Amos 2:6 – 3:8
This week’s haftorah stresses the severity of injustice. The prophet Amos opens by saying, “So says Hashem, ‘Regarding the three offenses of the Jewish people (I can be patient) but regarding the fourth I can not refrain from responding over their selling the righteous for money and the pauper in exchange for shoes. They anxiously await the dirt of the land (to be placed) upon the head of the impoverished…” The prophet admonishes the Jewish people for their insensitivity regarding justice. The judges would accept even nominal sums of money as bribes and would render unfair judgments in exchange for an inexpensive pair of shoes. They discriminated against the poor and even dragged them through the dirt when they refused to comply with the injustice levied against them. Hashem expresses serious disturbance over these crimes and declares them unforgivable.

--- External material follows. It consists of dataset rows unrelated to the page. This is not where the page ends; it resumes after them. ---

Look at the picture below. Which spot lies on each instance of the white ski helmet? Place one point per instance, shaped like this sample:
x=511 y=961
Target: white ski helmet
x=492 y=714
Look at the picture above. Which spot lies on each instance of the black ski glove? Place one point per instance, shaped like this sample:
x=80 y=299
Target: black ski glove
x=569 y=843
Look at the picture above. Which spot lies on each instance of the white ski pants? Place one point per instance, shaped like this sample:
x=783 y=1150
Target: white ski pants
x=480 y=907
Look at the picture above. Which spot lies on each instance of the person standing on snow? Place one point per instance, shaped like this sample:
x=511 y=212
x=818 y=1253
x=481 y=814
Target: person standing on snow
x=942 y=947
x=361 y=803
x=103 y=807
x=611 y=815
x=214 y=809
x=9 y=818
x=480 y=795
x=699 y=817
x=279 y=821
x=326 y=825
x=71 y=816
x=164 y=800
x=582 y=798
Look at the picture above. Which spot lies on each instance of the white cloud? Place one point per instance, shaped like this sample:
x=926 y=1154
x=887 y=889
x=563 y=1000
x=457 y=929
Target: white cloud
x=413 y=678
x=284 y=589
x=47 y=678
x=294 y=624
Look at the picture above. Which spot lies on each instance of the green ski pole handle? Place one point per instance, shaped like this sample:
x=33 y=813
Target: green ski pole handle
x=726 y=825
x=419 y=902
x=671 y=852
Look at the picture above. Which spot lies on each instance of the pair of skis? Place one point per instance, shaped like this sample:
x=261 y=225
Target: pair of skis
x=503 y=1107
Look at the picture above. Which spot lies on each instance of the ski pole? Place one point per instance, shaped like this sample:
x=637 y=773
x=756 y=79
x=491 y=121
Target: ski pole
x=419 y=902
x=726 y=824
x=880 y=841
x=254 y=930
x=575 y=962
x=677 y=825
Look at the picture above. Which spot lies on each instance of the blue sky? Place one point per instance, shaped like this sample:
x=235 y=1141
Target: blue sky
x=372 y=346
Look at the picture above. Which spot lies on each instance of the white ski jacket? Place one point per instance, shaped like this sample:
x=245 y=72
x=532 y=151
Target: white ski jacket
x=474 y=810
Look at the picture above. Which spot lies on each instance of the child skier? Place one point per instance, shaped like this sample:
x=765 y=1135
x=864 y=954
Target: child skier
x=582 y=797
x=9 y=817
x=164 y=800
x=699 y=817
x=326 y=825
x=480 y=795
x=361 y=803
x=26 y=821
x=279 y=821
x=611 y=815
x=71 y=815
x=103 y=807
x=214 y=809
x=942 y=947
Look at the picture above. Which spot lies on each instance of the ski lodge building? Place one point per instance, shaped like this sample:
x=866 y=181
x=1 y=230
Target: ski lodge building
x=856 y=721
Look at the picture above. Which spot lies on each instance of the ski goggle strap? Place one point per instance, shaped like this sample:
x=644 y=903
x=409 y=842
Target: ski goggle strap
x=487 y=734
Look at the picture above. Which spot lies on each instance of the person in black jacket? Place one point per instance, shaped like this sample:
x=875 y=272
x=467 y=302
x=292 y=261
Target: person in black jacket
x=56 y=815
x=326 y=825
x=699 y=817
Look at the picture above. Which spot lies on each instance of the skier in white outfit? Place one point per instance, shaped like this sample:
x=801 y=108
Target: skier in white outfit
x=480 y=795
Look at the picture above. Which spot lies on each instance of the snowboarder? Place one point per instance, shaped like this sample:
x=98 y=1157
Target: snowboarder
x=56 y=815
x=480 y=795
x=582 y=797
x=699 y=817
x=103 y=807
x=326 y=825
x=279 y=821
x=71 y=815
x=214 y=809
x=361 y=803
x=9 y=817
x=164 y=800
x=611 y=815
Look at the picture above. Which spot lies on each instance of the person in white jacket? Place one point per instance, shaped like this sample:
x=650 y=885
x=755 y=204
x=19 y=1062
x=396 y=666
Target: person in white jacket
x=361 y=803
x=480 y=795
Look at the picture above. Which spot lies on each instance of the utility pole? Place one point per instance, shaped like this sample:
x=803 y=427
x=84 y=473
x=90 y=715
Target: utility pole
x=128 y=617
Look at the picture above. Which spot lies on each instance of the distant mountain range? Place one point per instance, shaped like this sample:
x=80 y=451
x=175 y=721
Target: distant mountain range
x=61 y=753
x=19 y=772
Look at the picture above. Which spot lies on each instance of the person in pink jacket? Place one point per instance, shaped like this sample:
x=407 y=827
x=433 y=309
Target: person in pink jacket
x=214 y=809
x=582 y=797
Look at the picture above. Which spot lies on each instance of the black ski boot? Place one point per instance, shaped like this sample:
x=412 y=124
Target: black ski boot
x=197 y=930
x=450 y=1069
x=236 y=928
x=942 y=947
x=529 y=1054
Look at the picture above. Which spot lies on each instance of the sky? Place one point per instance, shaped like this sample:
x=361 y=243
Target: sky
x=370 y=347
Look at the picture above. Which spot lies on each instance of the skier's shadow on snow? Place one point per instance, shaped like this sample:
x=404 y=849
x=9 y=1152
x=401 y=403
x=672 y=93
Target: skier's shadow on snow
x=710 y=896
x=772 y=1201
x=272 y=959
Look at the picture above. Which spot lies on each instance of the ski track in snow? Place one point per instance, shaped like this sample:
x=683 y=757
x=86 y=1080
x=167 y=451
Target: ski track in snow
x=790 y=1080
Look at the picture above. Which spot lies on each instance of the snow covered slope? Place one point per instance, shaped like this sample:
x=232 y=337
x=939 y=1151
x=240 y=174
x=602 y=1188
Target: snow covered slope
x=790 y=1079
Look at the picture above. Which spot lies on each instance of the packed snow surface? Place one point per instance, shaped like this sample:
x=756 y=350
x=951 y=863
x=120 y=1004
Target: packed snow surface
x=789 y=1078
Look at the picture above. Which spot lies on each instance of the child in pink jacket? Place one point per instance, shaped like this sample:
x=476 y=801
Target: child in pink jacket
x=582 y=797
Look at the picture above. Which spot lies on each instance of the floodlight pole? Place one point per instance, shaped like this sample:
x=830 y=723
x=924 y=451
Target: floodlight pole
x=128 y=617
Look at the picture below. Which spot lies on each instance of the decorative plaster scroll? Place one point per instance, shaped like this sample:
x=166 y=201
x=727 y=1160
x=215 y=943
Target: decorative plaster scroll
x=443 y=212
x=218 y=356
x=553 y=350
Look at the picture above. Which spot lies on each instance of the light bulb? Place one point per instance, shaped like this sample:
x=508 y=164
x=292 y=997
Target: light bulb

The Radak magnifies this principle and explains that the three offenses Amos mentioned refer to the three cardinal sins of idolatry, immorality and murder. Hashem says that even the three cardinal offenses are not as severe as acts of injustice. He can be patient when responding even to the cardinal offenses but the injustice to the poor is an unforgivable crime which evokes His immediate response. Rabbeinu Bachya (in his introduction to Parshas Vayeishev) explains the basis for this and reminds us that the poor place their complete trust in Hashem. Their financial resources do not yield any respect or assistance from others and their sole security is Hashem. Therefore, Hashem pledges to come to their defense immediately and responds harshly to any injustice done to them.
The Pirkei D’Reb Eliezer (Chapter 38) sees in the above passages a reference to the infamous sale of Yoseif Hatzaddik by his brothers, the tribes of Israel. Chazal explain that the brothers sold Yoseif for the equivalent of twenty silver dollars and that each brother purchased a pair of shoes with his two silver dollars. According to R’ Eliezer, this is the incident that the prophet Amos refers to when reprimanding the Jewish people for selling the righteous for silver and the pauper for shoes. The tribes sold their righteous brother Yoseif for silver coins and purchased shoes with his value. The prophet tells us that this sin was unforgiveable and was viewed with greater severity than every cardinal offense. With this, he alludes to the fact that the greatest scholars of Israel, the ten holy martyrs would be brutally murdered in atonement for this sin. Hashem says that the sale of Yoseif, unlike other sins, could never be overlooked and that one day the Jewish nation would severely suffer for this crime. The great Tanaim (Mishnaic authors) would need to suffer inhuman torture and be taken from us in atonement for this sin. No offense of the Jewish people ever evoked a response of harsh judgment in a magnitude such as this. The torturous killing of our ten most righteous leaders remains, in fact, the most tragic personal event in all our Jewish history.
It is important to view this tragic offense and horrifying result in their proper context. The prophet draws our attention to this incident with a very specific focus. It is not the actual sale that arouses the prophet1s wrath, rather it is the mannerism of the sale. The prophet refers to the indignity shown to Yoseif during the sale, his exchange for merely a pair of shoes. The S’forno (Breishis 37:18) explains that the actual sale could be justified on the basis of a life-threatening concern. The brothers erroneously viewed Yoseif as plotting against them and feared that he would ultimately lead them into sin and punishment of major dimensions. They sold Yoseif in self defense to protect themselves from any life-threatening situation which could potentially occur. However, the manner of the sale was inexcusable to Hashem. Apparently, in their angry response to what they viewed as a conspiracy the tribes were insensitive to their brother. They intentionally denigrated him and displayed his worthlessness. They purchased shoes in exchange for their brother and indicated that one who challenges their authority belongs in the ground to be stepped upon. (see Radal on Pirkei D’Eliezer ad loc) This insensitivity for their helpless brother was the factor which was inexcusable. It is for this reason that Hashem responded to this offense and brought the most cruel insensitive death to His most righteous leaders. The ten holy martyrs severely suffered to atone for this insensitivity. The Tzror Hamor (see Seder Hadoros year 3,880) explains that Hashem finally atoned for this cruelty and the Jewish nation was cleared from its earlier erroneous behavior. The black mark was removed from them and the Jewish nation could now be authentically identified as a caring and sensitive people.